The current algorithm converts the (randomly generated) event logging session ID to an integer and then checks if it is divisible by N where 1-in-N is the sampling rate we want. For example, 0.5% rate is 1 in 200. This effectively means that we can't use anything that is a factor of N (e.g. 50, 10, 100, 40 for 200) for subsequent sampling, as was the case in the recent survey banner situation.

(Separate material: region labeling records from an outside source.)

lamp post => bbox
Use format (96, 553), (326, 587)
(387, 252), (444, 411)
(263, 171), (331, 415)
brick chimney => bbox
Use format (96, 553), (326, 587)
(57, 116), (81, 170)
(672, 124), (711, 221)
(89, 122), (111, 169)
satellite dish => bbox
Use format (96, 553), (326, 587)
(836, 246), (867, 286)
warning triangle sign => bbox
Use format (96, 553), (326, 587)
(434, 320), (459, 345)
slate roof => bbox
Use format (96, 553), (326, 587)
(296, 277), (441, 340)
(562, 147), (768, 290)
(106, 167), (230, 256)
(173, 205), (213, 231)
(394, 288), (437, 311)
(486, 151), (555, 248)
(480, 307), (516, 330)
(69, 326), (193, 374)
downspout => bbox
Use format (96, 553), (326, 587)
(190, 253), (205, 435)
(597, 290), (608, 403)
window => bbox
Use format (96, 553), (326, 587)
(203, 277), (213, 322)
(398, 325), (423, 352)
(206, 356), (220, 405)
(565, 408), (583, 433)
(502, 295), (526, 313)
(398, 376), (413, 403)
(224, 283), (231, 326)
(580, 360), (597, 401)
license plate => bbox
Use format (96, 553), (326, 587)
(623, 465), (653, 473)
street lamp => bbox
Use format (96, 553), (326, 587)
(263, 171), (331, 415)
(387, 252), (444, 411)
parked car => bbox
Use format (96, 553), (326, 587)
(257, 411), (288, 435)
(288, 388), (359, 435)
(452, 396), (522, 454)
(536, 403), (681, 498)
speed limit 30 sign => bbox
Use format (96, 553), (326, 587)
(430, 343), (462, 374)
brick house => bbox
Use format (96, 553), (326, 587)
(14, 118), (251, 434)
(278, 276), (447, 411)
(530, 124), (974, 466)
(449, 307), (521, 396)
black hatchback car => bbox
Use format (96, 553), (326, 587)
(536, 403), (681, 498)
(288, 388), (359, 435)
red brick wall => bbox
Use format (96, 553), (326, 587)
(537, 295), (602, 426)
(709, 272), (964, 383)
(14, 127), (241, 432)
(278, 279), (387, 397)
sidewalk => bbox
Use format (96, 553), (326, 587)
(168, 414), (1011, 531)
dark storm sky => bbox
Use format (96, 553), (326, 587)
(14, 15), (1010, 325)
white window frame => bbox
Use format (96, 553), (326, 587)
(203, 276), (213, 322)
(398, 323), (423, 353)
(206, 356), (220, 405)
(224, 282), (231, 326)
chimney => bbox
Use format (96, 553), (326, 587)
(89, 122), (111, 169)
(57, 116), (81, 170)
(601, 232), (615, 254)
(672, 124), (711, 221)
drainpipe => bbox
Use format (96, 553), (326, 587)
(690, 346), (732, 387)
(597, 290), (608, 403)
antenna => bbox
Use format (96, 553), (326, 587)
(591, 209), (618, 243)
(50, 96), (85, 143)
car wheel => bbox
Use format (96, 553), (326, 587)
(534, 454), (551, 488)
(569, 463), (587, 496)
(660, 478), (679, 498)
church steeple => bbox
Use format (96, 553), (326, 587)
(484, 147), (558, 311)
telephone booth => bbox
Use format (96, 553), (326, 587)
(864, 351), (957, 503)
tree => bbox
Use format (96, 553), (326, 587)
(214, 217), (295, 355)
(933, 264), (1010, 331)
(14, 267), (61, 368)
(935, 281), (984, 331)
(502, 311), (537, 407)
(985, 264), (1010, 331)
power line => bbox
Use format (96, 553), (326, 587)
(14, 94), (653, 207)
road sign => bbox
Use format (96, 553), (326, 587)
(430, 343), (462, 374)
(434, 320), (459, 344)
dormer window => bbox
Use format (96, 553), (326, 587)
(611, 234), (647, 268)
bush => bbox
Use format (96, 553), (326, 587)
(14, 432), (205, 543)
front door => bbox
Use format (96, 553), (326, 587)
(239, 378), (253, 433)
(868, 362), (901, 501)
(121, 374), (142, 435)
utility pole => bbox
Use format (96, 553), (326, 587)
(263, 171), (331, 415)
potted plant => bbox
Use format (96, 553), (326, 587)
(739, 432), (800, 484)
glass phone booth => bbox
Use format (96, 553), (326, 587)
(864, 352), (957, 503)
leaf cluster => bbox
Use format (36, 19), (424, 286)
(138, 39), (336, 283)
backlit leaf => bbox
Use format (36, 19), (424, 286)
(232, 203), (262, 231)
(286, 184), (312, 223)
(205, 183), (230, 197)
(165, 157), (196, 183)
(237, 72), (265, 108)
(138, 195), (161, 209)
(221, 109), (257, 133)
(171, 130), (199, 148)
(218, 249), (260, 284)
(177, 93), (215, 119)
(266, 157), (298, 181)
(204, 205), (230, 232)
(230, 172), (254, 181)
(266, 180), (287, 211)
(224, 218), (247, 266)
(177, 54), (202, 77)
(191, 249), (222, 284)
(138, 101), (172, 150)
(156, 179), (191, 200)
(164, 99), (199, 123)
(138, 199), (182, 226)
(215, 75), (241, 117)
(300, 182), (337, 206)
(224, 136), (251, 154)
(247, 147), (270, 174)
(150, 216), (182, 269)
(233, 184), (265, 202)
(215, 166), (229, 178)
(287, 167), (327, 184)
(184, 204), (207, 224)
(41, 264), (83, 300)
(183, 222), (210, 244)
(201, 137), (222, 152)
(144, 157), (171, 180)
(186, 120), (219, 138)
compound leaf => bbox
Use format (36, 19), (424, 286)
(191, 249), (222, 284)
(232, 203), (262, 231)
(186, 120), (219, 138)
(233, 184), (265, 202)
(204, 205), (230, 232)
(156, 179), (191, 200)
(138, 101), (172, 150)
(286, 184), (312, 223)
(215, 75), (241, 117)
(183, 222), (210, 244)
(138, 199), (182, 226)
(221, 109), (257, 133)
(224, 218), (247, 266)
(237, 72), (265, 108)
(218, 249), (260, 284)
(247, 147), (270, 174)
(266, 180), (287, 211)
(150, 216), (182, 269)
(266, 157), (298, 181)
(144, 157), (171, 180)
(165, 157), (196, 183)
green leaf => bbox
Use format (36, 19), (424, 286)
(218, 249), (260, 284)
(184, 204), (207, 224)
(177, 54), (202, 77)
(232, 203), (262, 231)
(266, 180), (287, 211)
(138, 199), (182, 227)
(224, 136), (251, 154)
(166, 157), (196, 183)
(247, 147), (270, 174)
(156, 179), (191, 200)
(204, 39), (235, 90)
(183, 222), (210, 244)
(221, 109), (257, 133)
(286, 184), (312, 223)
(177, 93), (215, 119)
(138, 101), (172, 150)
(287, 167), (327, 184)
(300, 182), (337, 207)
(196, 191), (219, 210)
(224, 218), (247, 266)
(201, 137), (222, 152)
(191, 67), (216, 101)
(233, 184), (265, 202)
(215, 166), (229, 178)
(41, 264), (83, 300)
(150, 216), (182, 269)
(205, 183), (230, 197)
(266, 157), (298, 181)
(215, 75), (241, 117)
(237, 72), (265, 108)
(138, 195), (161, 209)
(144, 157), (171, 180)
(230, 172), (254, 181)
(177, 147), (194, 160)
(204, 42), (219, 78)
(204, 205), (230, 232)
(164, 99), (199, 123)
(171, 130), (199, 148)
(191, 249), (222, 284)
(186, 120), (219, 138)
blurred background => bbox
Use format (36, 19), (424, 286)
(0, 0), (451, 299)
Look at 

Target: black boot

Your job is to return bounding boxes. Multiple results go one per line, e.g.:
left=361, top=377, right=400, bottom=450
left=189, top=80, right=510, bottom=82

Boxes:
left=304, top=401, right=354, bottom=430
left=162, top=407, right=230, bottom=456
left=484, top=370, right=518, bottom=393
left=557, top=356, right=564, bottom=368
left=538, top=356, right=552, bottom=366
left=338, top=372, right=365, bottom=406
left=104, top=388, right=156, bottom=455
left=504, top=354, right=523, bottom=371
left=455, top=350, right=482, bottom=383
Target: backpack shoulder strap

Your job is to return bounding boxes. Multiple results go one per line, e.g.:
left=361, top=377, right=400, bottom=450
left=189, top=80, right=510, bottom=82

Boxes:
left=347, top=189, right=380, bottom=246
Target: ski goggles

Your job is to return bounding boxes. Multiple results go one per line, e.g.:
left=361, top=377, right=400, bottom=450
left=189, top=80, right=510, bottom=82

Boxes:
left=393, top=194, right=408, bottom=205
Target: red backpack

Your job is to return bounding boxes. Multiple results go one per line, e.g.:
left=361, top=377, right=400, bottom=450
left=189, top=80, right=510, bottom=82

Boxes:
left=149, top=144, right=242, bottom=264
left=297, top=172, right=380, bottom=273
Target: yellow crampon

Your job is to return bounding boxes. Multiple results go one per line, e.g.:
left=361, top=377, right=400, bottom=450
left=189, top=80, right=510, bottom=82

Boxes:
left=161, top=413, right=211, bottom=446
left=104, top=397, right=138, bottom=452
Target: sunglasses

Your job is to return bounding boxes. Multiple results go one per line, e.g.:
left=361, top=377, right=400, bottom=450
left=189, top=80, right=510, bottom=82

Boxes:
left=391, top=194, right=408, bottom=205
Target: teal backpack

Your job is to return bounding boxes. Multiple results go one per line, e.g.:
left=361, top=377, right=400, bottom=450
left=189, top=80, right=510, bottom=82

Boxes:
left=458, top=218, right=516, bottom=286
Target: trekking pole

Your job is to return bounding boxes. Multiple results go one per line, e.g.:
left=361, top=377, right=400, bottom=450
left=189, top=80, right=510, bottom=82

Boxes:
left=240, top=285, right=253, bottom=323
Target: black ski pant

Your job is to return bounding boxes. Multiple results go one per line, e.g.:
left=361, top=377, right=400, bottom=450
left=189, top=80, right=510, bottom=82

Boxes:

We should try moving to a seeded random number generation (e.g. https://commons.wikimedia.org/wiki/MediaWiki:Gadget-math.seedrandom.js) that allows us to set the seed to that same (randomly) generated session ID and then use the traditional method for getting random numbers between 1 and N, which give us very easily understood sampling code:
// assume the seed has been set to session ID function oneIn(N) { return(Math.floor((Math.seededrandom() * N) + 1)) } if (oneIn(200) == 1) { // selected for event logging if (oneIn(10) == 1) { // selected for A/B testing if (oneIn(2) == 1) { // selected for the control bucket } else { // selected for the test bucket } } else { // rejected from A/B testing, but still enrolled in EL } } else if (oneIn(50) == 1) { // rejected from EL but selected for survey banner } else { // rejected from EL and survey banner }
The logic would play out the same every time the page is refreshed as long as the user has the same session ID.